Some accounts vary these last events, saying that Hector was chased three times around the walls of Troy before being killed, and that Achilles, tying the corpse by the ankles, simply dragged it ignominiously back to the Greek lines. Each morning at dawn he would drag the body three times around the tomb of Patroclus, until at last Priam is led by Hermes to ransom his son’s body for burial.

The further battles of Achilles are described in other epics and include his fight with Penthesilea, Queen of the Amazons and the daughter of Otrere and Ares. It is said that Penthesilea and Achilles fell in love at the very moment that he killed her, and his grief over her death was ridiculed by Thersites, until Achilles felled him with a single blow. This action angered Diomedes, a kinsman of Thersites, and he flung the body of Penthesilea into the River Scamander, but it was rescued and given an honorable burial, some accounts saying this was performed by Achilles himself.
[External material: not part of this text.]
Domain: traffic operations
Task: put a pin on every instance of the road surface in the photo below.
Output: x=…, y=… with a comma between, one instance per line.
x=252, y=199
Achilles next engaged Ethiopian Prince Memnon in single combat while Zeus weighed their fates in the balance. Achilles won the fight, and at the request of Eos, Memnon’s mother, Zeus caused birds, called Memnonides, to rise from his funeral pyre in his honor until they fell back onto it as a sacrifice. They were said to visit the hero’s tomb on the Hellespont every year. Achilles was also said to have killed Priam’s son, Polydorus, and Troilus, whom he lusted after. Finally the prophecy of Thetis came true, and Achilles was killed by a poisoned arrow shot by Paris, aided by Apollo, who in revenge for the killing of Troilus guided the arrow, which struck his vulnerable heel during a battle near the Scaean Gate. His body was recovered by Odysseus and Ajax the Greater, but the pair quarreled over possession of his armor. Homer, in Odyssey, says that Odysseus killed Ajax the Greater, whereas Sophocles, in his tragedy Ajax, tells that Ajax was sent mad when he offended Athene after the armor had been awarded to Odysseus, slew the sheep of the Greeks (believing them to be his enemies), and finally killed himself by falling on the sword that Hector had given him. Achilles’ ashes were buried along with those of his greatest friend, Patroclus, in a barrow by the sea.
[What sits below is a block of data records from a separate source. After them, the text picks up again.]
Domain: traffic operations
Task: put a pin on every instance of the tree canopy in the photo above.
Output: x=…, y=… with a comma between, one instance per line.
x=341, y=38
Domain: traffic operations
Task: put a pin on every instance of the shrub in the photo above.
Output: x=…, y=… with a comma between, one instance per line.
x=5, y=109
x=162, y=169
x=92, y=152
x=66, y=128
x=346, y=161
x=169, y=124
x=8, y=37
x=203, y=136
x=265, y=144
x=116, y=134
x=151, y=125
The ghost of Achilles demanded the sacrifice of Polyxena, a duty carried out by Ne-optolemus to ensure favorable winds for the Greeks’ journey home from the war. Some accounts say that this took place at Troy, others that it happened only after they had reached Thrace and were becalmed.

According to some versions, after his death Achilles was transported by Thetis to the White Island in the Black Sea, where he lived with other fallen heroes, married Helen, and spent his time brooding on how he might have revenge over the Trojans. A local legend tells that he once beset a passing merchant and asked him to bring a particular girl to the island, the last descendant of the Trojans. Thinking that Achilles was in love with the girl, the merchant complied, but as he sailed away from the island he looked back and saw the ghostly image of Achilles tearing the unfortunate maiden limb from limb.

Astronomical: The name Achilles has been applied to one of the asteroids.